Minnesota's biggest solar project will help replace a huge coal plant

One of the largest solar projects in the country is moving closer to completion, and it’s not in a famously sunny state like California, Texas, or even Florida. It’s in Minnesota, on former potato farms near the site of a retiring coal plant.

The Sherco solar and energy-storage facility will be the largest solar project in the Upper Midwest, and the fifth-largest in the U.S. by the time it’s fully completed in 2026. The first phase of the project should begin sending emissions-free electricity to the grid this fall, heralding the start of a new era in a state whose largest solar project until now has been just 100 megawatts. This new project will have a capacity of 710 megawatts. It’s being built by utility Xcel Energy, which will also operate the facility once it’s online.

The project is poised to deliver on the many promises of renewable energy: It will partially replace the nearby coal plant set to retire over the coming years, address the variability of solar power by pairing it with long-duration storage, and provide good-paying union jobs in a community that’s losing a key employer in the coal facility.

The mammoth solar installation, which will cover about 4,500 acres across three sites, will be one of the first large-scale projects to use a long-duration iron-air battery from Form Energy.

The solar project and Form battery will make use of the coal plant's existing grid interconnection.
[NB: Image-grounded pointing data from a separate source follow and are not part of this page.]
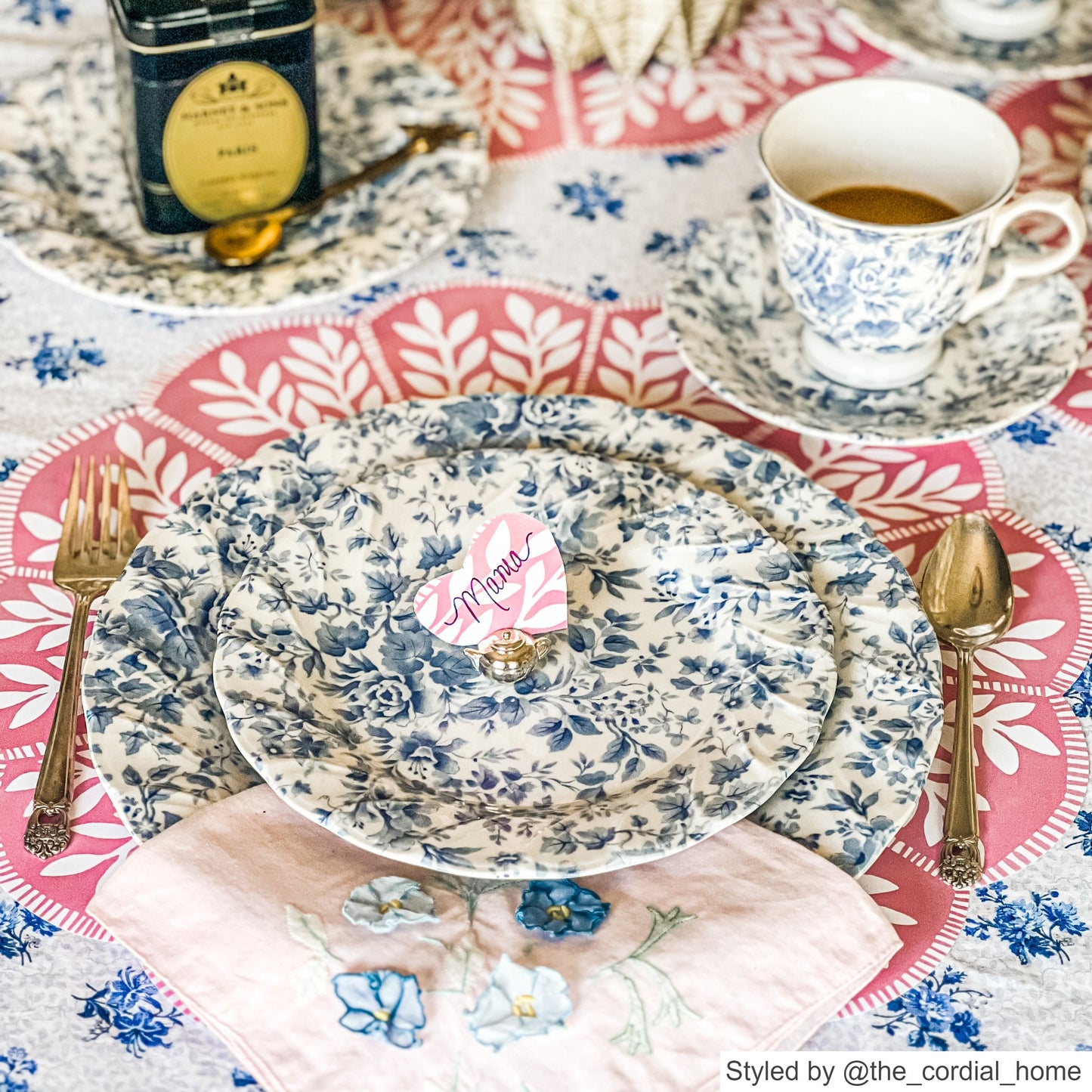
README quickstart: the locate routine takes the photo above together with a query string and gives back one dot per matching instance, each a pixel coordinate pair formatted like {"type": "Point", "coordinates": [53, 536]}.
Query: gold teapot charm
{"type": "Point", "coordinates": [510, 655]}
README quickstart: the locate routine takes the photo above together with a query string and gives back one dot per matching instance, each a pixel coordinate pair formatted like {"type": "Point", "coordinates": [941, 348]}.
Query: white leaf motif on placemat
{"type": "Point", "coordinates": [446, 368]}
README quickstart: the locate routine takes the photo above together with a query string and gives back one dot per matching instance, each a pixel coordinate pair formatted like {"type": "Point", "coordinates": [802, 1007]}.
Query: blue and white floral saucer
{"type": "Point", "coordinates": [88, 234]}
{"type": "Point", "coordinates": [739, 333]}
{"type": "Point", "coordinates": [692, 679]}
{"type": "Point", "coordinates": [915, 31]}
{"type": "Point", "coordinates": [159, 736]}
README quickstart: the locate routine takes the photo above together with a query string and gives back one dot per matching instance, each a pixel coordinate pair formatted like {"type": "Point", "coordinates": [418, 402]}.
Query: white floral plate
{"type": "Point", "coordinates": [157, 733]}
{"type": "Point", "coordinates": [63, 128]}
{"type": "Point", "coordinates": [692, 679]}
{"type": "Point", "coordinates": [915, 31]}
{"type": "Point", "coordinates": [739, 333]}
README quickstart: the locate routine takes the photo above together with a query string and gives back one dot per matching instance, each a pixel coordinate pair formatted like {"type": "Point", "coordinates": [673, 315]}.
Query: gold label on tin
{"type": "Point", "coordinates": [236, 141]}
One unit of the retiring coal plant will also house a synchronous condenser to help provide stable and strong electricity from renewable energy.

The sheer size of this project — and its transformation of a coal-burning power plant into a clean, emissions-free facility — puts the town of Becker and the Sherco site solidly at the center of Minnesota’s energy transition. Xcel, which led the way among utilities by pledging in 2018 to cut its emissions 80 percent by 2030, plans to retire its entire coal generator fleet by the end of the decade. It also plans to triple solar power capacity on its Upper Midwest grid by 2028.
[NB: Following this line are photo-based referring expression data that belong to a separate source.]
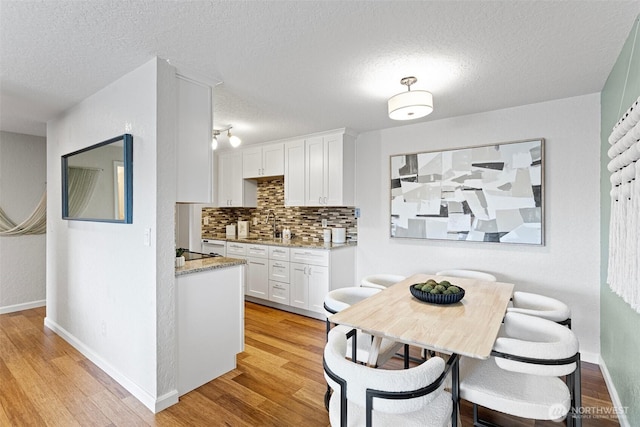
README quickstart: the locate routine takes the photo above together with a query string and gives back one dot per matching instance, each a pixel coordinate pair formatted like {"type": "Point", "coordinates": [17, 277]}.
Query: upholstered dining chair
{"type": "Point", "coordinates": [365, 396]}
{"type": "Point", "coordinates": [471, 274]}
{"type": "Point", "coordinates": [339, 299]}
{"type": "Point", "coordinates": [381, 281]}
{"type": "Point", "coordinates": [541, 306]}
{"type": "Point", "coordinates": [522, 377]}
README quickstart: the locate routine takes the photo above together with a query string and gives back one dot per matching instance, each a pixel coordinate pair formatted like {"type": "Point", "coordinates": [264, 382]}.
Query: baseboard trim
{"type": "Point", "coordinates": [153, 404]}
{"type": "Point", "coordinates": [24, 306]}
{"type": "Point", "coordinates": [590, 357]}
{"type": "Point", "coordinates": [613, 392]}
{"type": "Point", "coordinates": [284, 307]}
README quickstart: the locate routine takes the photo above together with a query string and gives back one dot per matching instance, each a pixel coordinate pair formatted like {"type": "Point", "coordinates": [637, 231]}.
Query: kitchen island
{"type": "Point", "coordinates": [210, 319]}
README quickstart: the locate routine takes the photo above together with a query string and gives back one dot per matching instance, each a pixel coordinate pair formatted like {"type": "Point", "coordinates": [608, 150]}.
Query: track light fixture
{"type": "Point", "coordinates": [233, 140]}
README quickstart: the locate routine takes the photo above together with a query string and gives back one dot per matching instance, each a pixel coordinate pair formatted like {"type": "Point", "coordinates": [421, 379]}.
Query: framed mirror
{"type": "Point", "coordinates": [97, 182]}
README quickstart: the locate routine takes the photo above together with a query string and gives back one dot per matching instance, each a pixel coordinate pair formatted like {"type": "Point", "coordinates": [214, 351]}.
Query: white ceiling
{"type": "Point", "coordinates": [293, 68]}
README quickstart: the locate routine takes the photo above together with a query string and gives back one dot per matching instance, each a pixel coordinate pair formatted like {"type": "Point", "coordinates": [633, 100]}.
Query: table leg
{"type": "Point", "coordinates": [375, 350]}
{"type": "Point", "coordinates": [455, 389]}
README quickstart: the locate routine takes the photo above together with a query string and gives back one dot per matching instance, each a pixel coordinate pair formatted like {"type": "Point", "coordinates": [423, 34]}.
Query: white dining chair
{"type": "Point", "coordinates": [522, 377]}
{"type": "Point", "coordinates": [541, 306]}
{"type": "Point", "coordinates": [471, 274]}
{"type": "Point", "coordinates": [381, 281]}
{"type": "Point", "coordinates": [339, 299]}
{"type": "Point", "coordinates": [365, 396]}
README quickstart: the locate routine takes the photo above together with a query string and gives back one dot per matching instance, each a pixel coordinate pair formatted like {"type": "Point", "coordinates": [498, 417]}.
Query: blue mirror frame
{"type": "Point", "coordinates": [110, 198]}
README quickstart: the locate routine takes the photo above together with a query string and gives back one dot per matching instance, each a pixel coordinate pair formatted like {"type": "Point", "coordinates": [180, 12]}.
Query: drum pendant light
{"type": "Point", "coordinates": [410, 105]}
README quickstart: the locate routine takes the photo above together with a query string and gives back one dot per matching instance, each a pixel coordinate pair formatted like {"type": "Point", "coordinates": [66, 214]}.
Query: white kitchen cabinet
{"type": "Point", "coordinates": [233, 190]}
{"type": "Point", "coordinates": [298, 278]}
{"type": "Point", "coordinates": [194, 157]}
{"type": "Point", "coordinates": [210, 324]}
{"type": "Point", "coordinates": [294, 173]}
{"type": "Point", "coordinates": [330, 170]}
{"type": "Point", "coordinates": [279, 274]}
{"type": "Point", "coordinates": [262, 161]}
{"type": "Point", "coordinates": [236, 250]}
{"type": "Point", "coordinates": [309, 285]}
{"type": "Point", "coordinates": [309, 278]}
{"type": "Point", "coordinates": [279, 292]}
{"type": "Point", "coordinates": [257, 284]}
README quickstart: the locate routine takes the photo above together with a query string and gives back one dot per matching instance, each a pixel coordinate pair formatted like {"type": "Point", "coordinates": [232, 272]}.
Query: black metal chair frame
{"type": "Point", "coordinates": [405, 356]}
{"type": "Point", "coordinates": [573, 382]}
{"type": "Point", "coordinates": [451, 366]}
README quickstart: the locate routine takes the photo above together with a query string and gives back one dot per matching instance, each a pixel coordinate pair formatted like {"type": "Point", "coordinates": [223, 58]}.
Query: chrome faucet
{"type": "Point", "coordinates": [275, 220]}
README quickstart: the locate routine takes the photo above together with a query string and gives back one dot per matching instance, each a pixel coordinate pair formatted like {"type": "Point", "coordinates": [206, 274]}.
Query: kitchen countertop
{"type": "Point", "coordinates": [292, 243]}
{"type": "Point", "coordinates": [208, 264]}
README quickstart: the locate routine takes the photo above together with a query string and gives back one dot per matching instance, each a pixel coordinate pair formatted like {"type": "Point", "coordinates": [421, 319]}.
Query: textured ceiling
{"type": "Point", "coordinates": [293, 68]}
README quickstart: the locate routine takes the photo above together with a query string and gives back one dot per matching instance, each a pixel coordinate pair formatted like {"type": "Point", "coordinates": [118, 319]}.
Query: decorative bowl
{"type": "Point", "coordinates": [436, 298]}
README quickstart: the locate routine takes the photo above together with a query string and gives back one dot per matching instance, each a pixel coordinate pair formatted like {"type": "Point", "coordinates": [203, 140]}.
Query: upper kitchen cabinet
{"type": "Point", "coordinates": [330, 170]}
{"type": "Point", "coordinates": [266, 160]}
{"type": "Point", "coordinates": [233, 191]}
{"type": "Point", "coordinates": [194, 157]}
{"type": "Point", "coordinates": [294, 173]}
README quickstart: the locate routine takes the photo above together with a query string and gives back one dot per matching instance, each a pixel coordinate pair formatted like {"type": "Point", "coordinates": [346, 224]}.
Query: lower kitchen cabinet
{"type": "Point", "coordinates": [258, 278]}
{"type": "Point", "coordinates": [279, 292]}
{"type": "Point", "coordinates": [309, 286]}
{"type": "Point", "coordinates": [296, 279]}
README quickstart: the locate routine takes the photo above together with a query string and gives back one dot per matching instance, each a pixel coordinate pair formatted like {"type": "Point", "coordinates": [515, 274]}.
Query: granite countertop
{"type": "Point", "coordinates": [292, 243]}
{"type": "Point", "coordinates": [208, 264]}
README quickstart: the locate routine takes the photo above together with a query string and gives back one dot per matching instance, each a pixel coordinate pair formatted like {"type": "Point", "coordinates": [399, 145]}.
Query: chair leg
{"type": "Point", "coordinates": [577, 394]}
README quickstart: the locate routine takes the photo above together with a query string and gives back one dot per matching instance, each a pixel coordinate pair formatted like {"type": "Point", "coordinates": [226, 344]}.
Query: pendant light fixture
{"type": "Point", "coordinates": [410, 105]}
{"type": "Point", "coordinates": [233, 140]}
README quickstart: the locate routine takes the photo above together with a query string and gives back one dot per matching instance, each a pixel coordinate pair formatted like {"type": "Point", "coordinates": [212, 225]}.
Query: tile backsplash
{"type": "Point", "coordinates": [304, 222]}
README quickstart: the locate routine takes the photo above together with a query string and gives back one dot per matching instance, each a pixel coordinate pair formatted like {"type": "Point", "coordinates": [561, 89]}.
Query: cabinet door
{"type": "Point", "coordinates": [333, 179]}
{"type": "Point", "coordinates": [258, 278]}
{"type": "Point", "coordinates": [279, 292]}
{"type": "Point", "coordinates": [299, 286]}
{"type": "Point", "coordinates": [294, 173]}
{"type": "Point", "coordinates": [252, 162]}
{"type": "Point", "coordinates": [230, 182]}
{"type": "Point", "coordinates": [318, 279]}
{"type": "Point", "coordinates": [315, 170]}
{"type": "Point", "coordinates": [273, 160]}
{"type": "Point", "coordinates": [194, 180]}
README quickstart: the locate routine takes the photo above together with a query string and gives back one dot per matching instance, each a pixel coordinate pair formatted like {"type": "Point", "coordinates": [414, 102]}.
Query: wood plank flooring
{"type": "Point", "coordinates": [279, 381]}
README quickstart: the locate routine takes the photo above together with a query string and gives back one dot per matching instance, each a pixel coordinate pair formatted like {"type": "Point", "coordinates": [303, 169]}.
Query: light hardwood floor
{"type": "Point", "coordinates": [278, 382]}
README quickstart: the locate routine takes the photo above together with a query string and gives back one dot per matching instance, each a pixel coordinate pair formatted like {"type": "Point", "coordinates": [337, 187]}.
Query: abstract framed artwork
{"type": "Point", "coordinates": [491, 193]}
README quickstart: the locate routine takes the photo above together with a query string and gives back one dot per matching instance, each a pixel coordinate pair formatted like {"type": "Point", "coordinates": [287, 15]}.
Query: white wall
{"type": "Point", "coordinates": [23, 170]}
{"type": "Point", "coordinates": [566, 267]}
{"type": "Point", "coordinates": [107, 293]}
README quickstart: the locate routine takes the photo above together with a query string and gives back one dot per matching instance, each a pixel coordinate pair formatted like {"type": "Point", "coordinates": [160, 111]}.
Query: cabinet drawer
{"type": "Point", "coordinates": [236, 249]}
{"type": "Point", "coordinates": [257, 251]}
{"type": "Point", "coordinates": [279, 271]}
{"type": "Point", "coordinates": [279, 292]}
{"type": "Point", "coordinates": [310, 256]}
{"type": "Point", "coordinates": [276, 252]}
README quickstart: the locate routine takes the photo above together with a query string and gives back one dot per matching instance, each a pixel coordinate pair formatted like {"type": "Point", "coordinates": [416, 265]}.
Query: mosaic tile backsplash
{"type": "Point", "coordinates": [304, 222]}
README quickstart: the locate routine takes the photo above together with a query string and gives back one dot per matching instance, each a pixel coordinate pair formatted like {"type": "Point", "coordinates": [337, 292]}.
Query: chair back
{"type": "Point", "coordinates": [358, 378]}
{"type": "Point", "coordinates": [540, 306]}
{"type": "Point", "coordinates": [381, 281]}
{"type": "Point", "coordinates": [341, 298]}
{"type": "Point", "coordinates": [540, 346]}
{"type": "Point", "coordinates": [471, 274]}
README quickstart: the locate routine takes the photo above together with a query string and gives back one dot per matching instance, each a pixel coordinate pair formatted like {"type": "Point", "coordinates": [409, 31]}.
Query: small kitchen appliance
{"type": "Point", "coordinates": [243, 229]}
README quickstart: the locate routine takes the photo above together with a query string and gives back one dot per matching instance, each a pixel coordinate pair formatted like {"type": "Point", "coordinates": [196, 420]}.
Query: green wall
{"type": "Point", "coordinates": [619, 324]}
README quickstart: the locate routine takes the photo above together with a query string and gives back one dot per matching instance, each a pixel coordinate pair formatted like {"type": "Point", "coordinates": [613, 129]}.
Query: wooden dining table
{"type": "Point", "coordinates": [466, 328]}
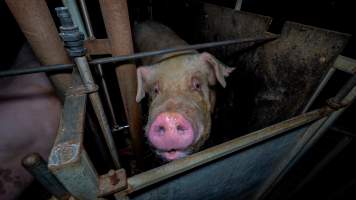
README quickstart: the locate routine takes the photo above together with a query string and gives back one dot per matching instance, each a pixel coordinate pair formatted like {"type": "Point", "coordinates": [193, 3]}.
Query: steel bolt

Minnesota Senator Tina Smith (D) credits the Inflation Reduction Act with laying the groundwork for the solar project. It’s “the perfect example of how this historic legislation is paving the way to a clean energy future. It’s providing targeted funding to repurpose existing energy infrastructure, like Sherco’s old coal plant, with clean energy,” she said last year when Xcel broke ground.

The project comes as the state looks to cut its emissions 50 percent by 2030, compared to 2005 levels — and as it seeks to eliminate power-sector emissions altogether by 2040, in line with a law passed last year.

From coal to clean

The Sherco coal generator complex has been the largest power plant in Minnesota, with a total capacity of 2,238 megawatts. It’s one of the largest employers and sources of tax revenue in Sherburne County. It’s also by far the biggest single source of greenhouse gas emissions in the state.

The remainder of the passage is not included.